Typically, the US authorities went about hunting for the person who had leaked this video, rather than taking action against those who had killed civilians. Other similar videos emerged from Afghanistan and were followed by the release of 92,000 documents from the US and allied armies in Afghanistan. This was an unprecedented act and it was after this that Wikileaks became the target of concerted attack by the US, Britain, Australia and other countries. Since then it has published the Iraq war logs and has now been releasing cables sent by US diplomats from various embassies, including New Delhi. The total number of cables with Wikileaks is in excess of 2,50,000, though they have only released about 1,000 through five designated newspapers – New York Times, Guardian, Le Monde, El PaĆ­s and Der Spiegel. The manner in which the leading “democracies” of Europe and North America have responded to these revelations has been acutely revelatory about these regimes themselves.

Despite there being not a single criminal case against Wikileaks it has had its website shut down, its payment gateways with Paypal have been closed, Visa and Mastercard have refused to transfer funds, its bank accounts have been frozen (including the one meant for its Julian Assange’s legal defence) and, worst of all, elected representatives have called for the murder of Assange. And there is no certainty that he will not meet an untimely end as various people have, whenever they have crossed Uncle Sam’s path. Unfortunately for the US and its allies, this is a war they cannot win.

The nature of the internet is such that it will be impossible to suppress the information which is already out. Wikileaks has been a “proof of concept” and it is merely a matter of time before a hundred similar leaks perforate the plumbing of the global axis of power.
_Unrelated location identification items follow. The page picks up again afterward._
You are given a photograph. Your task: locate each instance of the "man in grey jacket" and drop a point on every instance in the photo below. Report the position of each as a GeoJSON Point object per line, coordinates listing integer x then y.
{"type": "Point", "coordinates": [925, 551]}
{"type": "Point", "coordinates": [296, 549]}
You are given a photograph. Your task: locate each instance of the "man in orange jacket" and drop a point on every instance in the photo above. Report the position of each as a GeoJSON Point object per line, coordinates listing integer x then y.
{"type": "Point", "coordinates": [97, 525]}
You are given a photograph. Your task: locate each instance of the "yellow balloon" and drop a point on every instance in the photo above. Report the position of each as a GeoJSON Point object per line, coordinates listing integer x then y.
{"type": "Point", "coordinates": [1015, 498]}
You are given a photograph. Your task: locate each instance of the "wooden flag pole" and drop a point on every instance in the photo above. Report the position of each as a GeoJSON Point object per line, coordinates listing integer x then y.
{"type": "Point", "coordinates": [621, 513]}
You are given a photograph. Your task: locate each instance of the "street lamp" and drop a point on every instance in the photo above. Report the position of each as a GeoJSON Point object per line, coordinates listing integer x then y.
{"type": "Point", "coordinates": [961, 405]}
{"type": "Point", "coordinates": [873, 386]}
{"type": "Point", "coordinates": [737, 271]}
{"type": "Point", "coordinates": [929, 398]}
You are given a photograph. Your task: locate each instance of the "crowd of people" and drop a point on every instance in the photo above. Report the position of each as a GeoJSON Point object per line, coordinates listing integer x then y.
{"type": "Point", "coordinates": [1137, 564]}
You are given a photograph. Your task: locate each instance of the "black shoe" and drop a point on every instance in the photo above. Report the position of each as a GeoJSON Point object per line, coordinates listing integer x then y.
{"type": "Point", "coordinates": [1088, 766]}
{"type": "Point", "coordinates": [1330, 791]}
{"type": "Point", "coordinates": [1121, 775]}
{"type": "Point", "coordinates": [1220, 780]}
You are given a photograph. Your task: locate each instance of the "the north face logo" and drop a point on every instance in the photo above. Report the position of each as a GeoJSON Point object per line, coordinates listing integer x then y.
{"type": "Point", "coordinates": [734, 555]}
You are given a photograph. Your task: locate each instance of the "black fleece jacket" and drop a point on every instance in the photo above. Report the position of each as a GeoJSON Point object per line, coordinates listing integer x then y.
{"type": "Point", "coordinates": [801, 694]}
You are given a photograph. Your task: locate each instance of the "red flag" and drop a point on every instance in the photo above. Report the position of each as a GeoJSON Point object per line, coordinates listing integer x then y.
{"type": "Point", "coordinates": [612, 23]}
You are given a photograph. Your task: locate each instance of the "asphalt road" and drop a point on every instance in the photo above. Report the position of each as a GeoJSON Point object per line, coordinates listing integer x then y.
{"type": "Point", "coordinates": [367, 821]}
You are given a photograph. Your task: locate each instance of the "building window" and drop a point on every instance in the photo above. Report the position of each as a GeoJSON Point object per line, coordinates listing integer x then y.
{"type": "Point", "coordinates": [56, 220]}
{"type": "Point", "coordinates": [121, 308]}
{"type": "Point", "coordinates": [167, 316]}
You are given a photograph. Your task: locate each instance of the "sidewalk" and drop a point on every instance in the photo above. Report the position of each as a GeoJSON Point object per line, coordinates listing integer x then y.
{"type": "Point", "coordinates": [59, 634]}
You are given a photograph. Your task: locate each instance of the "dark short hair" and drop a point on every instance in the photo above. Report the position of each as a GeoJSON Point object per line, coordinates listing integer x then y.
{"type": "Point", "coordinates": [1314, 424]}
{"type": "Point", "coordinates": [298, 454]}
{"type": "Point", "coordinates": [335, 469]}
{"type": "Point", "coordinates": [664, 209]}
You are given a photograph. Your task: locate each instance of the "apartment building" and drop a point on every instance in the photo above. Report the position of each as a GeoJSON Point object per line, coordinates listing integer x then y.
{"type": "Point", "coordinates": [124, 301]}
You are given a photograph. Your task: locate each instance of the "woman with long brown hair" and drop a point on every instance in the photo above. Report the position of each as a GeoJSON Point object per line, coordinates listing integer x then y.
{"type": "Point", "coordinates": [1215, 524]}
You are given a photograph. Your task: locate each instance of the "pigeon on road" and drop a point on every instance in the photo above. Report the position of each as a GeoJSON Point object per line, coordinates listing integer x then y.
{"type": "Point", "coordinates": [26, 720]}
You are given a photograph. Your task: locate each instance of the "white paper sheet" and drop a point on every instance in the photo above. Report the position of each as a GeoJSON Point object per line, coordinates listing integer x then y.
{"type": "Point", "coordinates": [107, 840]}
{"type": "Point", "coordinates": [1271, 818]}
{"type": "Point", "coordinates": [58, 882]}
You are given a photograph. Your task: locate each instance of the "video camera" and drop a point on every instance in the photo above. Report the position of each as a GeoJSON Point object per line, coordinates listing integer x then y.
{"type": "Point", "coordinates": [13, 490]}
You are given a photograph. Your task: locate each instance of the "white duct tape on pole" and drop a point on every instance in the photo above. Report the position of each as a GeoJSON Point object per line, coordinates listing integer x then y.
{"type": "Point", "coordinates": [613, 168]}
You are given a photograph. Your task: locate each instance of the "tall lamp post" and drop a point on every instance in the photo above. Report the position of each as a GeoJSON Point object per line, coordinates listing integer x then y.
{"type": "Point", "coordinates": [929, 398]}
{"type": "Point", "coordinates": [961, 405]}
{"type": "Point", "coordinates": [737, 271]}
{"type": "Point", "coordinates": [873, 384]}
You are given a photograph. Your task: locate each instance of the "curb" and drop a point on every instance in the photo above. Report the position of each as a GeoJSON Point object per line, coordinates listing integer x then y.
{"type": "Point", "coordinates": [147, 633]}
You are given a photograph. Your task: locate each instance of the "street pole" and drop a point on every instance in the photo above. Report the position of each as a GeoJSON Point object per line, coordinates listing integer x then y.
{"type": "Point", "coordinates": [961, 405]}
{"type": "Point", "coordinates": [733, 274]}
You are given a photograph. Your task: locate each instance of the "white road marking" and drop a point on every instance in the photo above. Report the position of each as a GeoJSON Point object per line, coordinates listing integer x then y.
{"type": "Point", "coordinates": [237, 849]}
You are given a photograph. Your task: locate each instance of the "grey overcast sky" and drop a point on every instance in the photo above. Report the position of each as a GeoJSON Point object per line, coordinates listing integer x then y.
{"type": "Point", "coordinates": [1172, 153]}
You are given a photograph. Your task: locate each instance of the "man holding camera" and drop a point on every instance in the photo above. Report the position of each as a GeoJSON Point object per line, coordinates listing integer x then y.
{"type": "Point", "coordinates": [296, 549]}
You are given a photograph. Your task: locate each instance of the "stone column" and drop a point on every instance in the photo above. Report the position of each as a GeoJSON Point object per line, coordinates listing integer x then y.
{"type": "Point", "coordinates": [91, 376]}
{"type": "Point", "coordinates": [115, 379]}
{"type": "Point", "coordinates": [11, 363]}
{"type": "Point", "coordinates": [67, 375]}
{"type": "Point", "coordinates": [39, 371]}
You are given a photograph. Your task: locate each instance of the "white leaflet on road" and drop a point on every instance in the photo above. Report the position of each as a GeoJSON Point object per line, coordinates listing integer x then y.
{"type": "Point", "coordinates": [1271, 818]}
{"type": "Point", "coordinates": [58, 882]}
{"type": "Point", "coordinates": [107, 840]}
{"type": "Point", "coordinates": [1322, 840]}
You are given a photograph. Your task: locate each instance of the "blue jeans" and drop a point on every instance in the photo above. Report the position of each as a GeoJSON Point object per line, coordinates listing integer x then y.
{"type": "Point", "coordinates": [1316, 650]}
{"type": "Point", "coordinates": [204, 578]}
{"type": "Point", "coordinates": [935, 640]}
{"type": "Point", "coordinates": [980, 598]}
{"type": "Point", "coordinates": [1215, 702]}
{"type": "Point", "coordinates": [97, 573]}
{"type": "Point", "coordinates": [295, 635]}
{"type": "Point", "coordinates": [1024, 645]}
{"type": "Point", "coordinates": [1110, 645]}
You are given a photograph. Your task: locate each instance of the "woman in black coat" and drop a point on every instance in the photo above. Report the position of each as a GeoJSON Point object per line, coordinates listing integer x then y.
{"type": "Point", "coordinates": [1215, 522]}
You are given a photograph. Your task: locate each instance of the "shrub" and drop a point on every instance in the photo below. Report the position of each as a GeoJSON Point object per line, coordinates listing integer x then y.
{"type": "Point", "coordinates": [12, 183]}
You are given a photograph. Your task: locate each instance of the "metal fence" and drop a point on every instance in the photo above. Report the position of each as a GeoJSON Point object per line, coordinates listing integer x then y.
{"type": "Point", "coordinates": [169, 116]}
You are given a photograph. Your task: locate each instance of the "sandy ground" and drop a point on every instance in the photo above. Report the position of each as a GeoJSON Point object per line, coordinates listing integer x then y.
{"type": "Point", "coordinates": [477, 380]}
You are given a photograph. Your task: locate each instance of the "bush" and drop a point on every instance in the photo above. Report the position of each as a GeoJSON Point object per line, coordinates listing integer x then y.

As Bradley Manning, the junior US intelligence officer who is the likely source of these leaks said when asked why he had not handed over this data to Russia or China for large sums of money, “... because it is public data... [and] because without information, you cannot make informed decisions as a public”. For decades globalisation has meant the seamless flow of capital and commodities, strengthening the axis of the powerful. Now it appears that, for the first time, globalisation of information has struck its first blow and the powerful and corrupt do not know “whence”!